# Public Dataset Evaluation Methodology
This benchmark extends the paper beyond synthetic workloads.
## Dataset
- Dataset: `BEIR/SciFact`
- Source: the public BEIR dataset release
- Corpus fields used: title + abstract text
- Query relevance: official SciFact qrels
## Embeddings
To keep the benchmark fully local and reproducible, the benchmark uses a deterministic hashed embedding function instead of a hosted or heavyweight neural embedding model.
Properties:
- token hashing into a fixed-dimensional dense vector
- L2 normalization
- same embedding function for corpus and query text
- no external API dependency
This is not intended to represent state-of-the-art semantic embedding quality.
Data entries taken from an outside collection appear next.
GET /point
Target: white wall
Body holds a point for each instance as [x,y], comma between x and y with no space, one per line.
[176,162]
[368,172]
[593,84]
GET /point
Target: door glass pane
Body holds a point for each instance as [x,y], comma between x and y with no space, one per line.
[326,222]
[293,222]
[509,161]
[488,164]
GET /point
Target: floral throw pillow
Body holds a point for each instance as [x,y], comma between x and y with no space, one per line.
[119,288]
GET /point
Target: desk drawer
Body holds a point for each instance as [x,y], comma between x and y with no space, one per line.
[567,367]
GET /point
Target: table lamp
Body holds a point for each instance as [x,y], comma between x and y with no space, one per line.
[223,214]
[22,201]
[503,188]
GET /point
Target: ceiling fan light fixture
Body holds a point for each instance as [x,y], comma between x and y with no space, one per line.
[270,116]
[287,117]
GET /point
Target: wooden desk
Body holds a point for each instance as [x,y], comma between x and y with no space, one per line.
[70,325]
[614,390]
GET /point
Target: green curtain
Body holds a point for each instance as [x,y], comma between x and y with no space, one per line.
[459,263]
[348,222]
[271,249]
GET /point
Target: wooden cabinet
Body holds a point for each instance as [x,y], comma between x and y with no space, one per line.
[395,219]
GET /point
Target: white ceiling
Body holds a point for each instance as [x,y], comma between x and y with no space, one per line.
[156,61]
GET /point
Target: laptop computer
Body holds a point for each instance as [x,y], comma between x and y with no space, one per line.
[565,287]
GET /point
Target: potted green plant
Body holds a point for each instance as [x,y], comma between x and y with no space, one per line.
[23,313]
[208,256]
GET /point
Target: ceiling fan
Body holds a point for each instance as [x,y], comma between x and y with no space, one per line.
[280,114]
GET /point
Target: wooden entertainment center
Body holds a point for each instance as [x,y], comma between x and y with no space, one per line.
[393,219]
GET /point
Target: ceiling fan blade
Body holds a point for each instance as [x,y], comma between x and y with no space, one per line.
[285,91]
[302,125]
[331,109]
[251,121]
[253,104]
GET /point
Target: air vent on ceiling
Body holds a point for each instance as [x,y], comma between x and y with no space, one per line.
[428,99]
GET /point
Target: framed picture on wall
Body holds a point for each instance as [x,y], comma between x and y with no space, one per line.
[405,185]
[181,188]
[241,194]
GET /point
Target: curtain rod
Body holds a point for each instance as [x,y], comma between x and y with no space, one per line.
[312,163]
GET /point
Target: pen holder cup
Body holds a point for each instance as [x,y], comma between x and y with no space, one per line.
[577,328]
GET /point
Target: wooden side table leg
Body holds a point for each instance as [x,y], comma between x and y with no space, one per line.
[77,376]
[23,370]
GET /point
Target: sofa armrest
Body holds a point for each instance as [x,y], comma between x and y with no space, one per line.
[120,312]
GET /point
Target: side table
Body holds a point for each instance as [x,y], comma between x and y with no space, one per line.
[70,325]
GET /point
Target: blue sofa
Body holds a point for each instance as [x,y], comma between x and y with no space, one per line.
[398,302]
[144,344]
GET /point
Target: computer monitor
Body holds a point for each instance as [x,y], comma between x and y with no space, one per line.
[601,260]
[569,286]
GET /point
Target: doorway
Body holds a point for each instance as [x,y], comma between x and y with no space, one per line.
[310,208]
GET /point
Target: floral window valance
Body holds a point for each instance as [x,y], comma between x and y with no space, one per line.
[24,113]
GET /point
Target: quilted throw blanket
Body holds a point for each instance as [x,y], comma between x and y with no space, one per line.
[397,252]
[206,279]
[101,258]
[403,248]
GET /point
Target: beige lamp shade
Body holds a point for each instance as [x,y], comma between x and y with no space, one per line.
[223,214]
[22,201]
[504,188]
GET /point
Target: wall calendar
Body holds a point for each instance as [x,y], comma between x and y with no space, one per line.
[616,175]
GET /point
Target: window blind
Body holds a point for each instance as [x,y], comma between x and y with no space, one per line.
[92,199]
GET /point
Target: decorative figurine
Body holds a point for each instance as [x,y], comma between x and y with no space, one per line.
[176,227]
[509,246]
It is intended to create a reproducible shared dense representation so systems can be compared on the same public corpus.
## Benchmarks
### 1. Vector Exact Benchmark
Compared systems:
- `SQLRite brute_force`
- `sqlite-vec exact`
- `pgvector exact`
Metrics:
- QPS
- p50 latency
- p95 latency
- recall@k
- MRR@k
- NDCG@k
### 2. Hybrid Lexical + Vector Benchmark
Compared systems:
- `SQLRite hybrid`
- `pgvector hybrid`
Reason for this narrower set:
- both systems support a meaningful lexical + vector query path on the same data
- `sqlite-vec` is vector-only, so hybrid parity is not available there
## Interpretation
This benchmark is stronger than a synthetic-only benchmark because it uses public queries and qrels. It is still limited by the deterministic local embedding function and a single-host setup.